Google has features that are designed to help users save time by showing related keywords or phrases, misspellings and any other popular topics. The keyword or phrases that are used by these features are routinely created by their web crawlers and search programs. There is a display of keywords or phrases when Google thinks it might be able to save the user some time in their search. If a website is ranked high for a keyword or phrase it is because Google has figured out if that keyword or phrase will be more relevant in the user’s search.
What is a PageRank?
A PageRank is a link analysis algorithm that is trademarked and used by Google in its search engine. It assigns a numerical weight to each link using a hyperlinked set of documents. Its main function is to measure the importance of each link within groups. Once measured, the link is given a rank. The rank value shows the importance of that particular link. A hyperlink is attached to it and if it is clicked on, it is counted as a vote of support. A webpage that is linked to other webpages that have a high PageRank will also rank high. If there are no links to a webpage, then there is nothing that is supporting that page.
What is Googlebots?
Googlebot is a web crawling robot that finds and retrieves webpages and then gives the pages to the indexer. It works very much like a web browser. It sends a request to a web server for a specific web page. It then downloads the entire page and after it has been crawled, it gives the information to the indexer.
Googlebot is made up of a variety of computers that request and grab webpages a lot faster than what a user could do on a web browser. It can scan thousands of different webpages at the same time. In order to not overwhelm Googlebot with web servers or requests from people, it purposefully makes requests for each web server slower that its actual capabilities.
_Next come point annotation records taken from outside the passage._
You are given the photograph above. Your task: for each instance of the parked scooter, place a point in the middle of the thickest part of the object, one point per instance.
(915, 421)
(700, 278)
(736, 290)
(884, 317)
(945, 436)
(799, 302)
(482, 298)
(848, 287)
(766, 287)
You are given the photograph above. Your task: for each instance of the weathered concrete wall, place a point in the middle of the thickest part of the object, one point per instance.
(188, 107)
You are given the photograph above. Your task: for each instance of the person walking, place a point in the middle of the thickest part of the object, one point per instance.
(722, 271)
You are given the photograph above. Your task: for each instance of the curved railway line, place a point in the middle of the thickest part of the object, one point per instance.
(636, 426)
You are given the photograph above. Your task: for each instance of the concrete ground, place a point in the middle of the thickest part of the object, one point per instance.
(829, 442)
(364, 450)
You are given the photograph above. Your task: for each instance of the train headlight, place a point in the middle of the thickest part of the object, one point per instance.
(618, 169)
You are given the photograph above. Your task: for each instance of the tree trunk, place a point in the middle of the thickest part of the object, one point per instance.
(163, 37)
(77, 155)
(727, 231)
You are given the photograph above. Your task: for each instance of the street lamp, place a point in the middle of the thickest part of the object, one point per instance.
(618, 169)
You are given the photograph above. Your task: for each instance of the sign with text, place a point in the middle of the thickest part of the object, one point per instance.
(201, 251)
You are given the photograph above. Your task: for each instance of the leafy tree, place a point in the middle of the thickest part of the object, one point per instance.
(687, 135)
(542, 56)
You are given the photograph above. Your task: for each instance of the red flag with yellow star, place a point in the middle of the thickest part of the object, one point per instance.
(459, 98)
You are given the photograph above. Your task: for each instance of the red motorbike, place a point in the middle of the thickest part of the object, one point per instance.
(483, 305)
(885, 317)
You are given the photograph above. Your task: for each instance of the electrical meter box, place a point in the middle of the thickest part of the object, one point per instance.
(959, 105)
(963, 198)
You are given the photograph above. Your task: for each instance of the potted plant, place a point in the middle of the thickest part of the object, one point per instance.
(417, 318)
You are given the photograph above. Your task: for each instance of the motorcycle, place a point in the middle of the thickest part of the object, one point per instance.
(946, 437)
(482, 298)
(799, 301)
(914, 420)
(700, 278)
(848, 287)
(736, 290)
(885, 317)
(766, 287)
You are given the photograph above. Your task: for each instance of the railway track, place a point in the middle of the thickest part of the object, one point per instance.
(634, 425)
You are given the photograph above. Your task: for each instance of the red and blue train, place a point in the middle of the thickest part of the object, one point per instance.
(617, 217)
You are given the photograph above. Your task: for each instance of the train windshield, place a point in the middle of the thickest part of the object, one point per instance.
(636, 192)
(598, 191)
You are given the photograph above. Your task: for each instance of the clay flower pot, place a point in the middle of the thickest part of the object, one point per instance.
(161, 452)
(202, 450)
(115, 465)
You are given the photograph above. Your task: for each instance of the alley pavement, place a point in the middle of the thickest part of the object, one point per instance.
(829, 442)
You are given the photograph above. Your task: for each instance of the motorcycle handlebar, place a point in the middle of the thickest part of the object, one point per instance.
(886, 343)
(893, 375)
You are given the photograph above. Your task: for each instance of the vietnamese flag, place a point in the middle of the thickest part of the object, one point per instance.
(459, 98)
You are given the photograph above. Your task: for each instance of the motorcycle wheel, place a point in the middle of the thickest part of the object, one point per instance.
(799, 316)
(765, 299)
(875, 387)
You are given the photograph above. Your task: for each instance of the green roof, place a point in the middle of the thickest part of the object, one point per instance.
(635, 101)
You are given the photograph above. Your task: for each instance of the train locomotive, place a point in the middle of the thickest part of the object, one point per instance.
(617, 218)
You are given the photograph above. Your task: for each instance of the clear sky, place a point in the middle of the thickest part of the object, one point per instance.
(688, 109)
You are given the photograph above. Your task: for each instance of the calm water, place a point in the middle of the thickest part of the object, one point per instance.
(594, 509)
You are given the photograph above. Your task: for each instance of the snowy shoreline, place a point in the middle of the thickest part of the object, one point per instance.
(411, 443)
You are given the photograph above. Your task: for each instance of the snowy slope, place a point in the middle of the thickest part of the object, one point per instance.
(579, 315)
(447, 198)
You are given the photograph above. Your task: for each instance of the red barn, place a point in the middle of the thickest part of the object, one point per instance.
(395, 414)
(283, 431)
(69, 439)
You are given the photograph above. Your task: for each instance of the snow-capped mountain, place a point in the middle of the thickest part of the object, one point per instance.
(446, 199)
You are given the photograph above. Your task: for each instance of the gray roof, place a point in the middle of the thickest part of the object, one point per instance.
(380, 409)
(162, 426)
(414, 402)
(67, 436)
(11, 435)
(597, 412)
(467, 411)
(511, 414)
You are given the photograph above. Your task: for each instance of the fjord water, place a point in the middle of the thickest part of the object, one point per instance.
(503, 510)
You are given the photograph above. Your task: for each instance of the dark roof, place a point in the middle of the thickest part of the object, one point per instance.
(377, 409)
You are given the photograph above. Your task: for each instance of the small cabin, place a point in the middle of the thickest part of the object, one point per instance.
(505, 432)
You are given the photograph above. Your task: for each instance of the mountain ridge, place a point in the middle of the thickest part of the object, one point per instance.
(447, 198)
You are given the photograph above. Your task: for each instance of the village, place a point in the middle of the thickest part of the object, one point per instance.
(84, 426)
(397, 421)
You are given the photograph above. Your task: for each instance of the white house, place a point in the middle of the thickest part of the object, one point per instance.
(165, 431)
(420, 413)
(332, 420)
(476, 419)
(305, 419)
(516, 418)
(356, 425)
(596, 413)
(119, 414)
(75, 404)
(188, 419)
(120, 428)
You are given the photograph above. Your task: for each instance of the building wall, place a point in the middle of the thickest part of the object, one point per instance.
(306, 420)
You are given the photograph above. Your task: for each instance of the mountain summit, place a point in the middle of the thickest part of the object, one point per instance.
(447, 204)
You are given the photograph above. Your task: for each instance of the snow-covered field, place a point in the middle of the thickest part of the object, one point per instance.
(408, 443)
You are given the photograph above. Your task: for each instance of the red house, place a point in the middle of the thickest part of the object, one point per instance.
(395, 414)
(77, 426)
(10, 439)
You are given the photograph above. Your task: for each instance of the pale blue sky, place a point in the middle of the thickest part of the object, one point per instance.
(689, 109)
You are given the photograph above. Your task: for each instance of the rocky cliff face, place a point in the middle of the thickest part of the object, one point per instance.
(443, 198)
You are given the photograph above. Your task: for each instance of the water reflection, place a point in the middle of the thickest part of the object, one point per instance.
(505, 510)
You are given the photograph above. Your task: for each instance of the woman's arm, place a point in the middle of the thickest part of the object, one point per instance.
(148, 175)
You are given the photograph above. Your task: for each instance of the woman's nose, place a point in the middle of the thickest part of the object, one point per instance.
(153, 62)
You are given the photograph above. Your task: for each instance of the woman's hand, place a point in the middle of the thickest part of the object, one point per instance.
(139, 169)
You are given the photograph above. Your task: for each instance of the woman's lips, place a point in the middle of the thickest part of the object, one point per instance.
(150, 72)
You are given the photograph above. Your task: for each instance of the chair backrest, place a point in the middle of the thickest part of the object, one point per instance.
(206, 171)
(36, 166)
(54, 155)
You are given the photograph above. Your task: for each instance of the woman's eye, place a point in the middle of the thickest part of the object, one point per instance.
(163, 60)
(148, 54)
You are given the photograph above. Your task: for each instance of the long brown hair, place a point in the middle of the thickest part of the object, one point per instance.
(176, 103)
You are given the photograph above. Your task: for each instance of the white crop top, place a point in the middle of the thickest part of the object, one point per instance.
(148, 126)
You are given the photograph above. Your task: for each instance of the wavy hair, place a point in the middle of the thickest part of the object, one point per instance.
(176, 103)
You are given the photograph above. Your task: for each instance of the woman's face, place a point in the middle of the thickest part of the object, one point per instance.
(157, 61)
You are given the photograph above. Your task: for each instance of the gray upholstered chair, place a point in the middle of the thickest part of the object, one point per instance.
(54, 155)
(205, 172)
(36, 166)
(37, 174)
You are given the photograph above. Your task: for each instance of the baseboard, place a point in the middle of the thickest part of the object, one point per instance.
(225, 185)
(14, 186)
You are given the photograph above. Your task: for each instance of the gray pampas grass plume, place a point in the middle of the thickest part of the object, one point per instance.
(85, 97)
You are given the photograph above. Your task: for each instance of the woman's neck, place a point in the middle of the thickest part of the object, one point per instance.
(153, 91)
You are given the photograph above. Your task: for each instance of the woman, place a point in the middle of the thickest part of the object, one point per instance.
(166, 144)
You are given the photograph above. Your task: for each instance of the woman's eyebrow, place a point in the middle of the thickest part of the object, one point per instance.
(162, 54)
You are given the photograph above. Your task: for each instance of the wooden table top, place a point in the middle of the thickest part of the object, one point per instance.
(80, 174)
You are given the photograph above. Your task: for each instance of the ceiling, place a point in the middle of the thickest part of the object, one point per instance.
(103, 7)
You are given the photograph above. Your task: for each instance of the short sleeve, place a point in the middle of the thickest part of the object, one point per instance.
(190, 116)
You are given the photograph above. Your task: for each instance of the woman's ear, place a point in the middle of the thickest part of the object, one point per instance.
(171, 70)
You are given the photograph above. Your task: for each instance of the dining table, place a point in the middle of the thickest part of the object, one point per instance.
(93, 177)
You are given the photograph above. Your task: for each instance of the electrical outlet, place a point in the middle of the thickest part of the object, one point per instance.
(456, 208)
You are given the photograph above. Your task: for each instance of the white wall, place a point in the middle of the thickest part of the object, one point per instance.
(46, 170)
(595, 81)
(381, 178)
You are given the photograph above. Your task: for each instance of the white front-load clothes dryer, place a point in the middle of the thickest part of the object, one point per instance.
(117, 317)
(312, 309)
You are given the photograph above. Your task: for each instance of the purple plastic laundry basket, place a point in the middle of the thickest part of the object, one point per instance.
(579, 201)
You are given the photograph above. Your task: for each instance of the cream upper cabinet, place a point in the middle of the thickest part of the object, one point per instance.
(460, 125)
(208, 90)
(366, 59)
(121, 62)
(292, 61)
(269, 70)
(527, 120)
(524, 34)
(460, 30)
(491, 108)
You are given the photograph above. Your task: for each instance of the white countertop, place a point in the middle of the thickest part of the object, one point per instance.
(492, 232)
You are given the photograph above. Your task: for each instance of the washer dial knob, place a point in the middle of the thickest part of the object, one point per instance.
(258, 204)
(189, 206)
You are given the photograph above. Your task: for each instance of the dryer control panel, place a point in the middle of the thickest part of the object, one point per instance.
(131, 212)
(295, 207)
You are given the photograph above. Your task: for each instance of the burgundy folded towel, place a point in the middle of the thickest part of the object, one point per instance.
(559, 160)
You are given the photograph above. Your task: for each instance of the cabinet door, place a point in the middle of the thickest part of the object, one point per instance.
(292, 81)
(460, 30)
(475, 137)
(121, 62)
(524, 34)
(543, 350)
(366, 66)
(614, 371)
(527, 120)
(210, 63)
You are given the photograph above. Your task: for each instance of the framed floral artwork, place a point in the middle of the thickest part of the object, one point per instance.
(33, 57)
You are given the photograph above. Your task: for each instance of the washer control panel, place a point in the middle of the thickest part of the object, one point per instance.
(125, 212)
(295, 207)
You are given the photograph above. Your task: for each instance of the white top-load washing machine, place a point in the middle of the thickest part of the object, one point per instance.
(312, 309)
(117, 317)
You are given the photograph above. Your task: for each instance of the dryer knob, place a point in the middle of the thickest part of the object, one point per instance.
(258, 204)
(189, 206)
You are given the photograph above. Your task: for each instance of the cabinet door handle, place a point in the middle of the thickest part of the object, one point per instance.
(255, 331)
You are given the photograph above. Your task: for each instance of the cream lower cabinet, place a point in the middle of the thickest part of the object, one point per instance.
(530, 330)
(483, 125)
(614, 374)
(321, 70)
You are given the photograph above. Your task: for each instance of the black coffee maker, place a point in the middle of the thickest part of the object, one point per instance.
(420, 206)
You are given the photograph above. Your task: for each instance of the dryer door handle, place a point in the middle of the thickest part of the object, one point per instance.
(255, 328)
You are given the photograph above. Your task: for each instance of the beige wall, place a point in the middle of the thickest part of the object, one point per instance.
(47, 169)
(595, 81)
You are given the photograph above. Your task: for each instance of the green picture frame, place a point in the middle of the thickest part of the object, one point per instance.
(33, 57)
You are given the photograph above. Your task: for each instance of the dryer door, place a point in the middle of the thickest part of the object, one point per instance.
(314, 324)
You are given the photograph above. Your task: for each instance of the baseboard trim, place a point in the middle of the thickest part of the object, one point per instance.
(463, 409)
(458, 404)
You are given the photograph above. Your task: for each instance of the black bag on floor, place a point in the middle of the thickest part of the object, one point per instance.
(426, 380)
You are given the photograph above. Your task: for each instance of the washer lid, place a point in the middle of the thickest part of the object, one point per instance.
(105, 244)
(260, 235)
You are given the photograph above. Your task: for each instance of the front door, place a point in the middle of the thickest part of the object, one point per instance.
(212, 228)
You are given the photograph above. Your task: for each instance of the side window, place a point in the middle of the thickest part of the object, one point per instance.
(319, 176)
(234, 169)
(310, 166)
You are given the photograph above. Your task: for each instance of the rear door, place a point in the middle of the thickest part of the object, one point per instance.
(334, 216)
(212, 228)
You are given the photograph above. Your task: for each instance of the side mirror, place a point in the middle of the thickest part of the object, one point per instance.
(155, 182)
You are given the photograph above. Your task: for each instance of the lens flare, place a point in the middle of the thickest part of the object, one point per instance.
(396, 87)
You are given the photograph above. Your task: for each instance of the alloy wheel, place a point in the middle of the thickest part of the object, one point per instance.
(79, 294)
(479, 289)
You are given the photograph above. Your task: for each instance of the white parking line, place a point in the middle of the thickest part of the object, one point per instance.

People who send out spam have unfortunately figured out how to produce automated bots that overwhelm the add URL form with millions of URLS that are directing to commercial information. Google is able to throw out those URLs that are submitted by spam through a program that is able to detect when users are trying to trick employing tactics. This includes hidden text or links on a page, using irrelevant words on a page, redirects, creating doorways, domains or cloaking. Google has come up with a way to test users to make sure you are not adding spam.
When Googlebot grabs a page, it cleans out all of the links that are on the webpage and adds them to a group for crawling. It doesn’t encounter spam very often because the majority of webmasters only add links to what they feel are quality content pages. It then collects links from every webpage that it comes across and it can quickly build a list of links that cover a large variety of websites across the Internet. This is called deep crawling. Deep crawling allows Googlebot to search deep within individual websites. This can take up to a month to finish one website.
Googlebot must be able to handle several different types of challenges. Since it sends out multiple requests at the same time on thousands of pages, it must be constantly examined with what is in the index. There are usually duplicates and they must be gotten rid of within the group to keep the Googlebot from crawling the same webpage again. Googlebot must figure out how often to visit a webpage. It can be a waste of time to re-index a webpage that has been unchanged but it is important to makes sure webpages that have been updated have been re-indexed.
In order to keep the index up to date, it must always recrawl webpages are favorites and ones that are always changing. These types of crawls that keep the index up to date are known as fresh crawls. Some examples are newspapers and stock quotes are that updated daily. The difference between a fresh crawl and a deep crawl is that fresh crawls return fewer webpages than a deep crawl. It is the combination of these two types of crawls that allows Google to use its resources efficiently and effectively and will keep the index up to date as much as possible.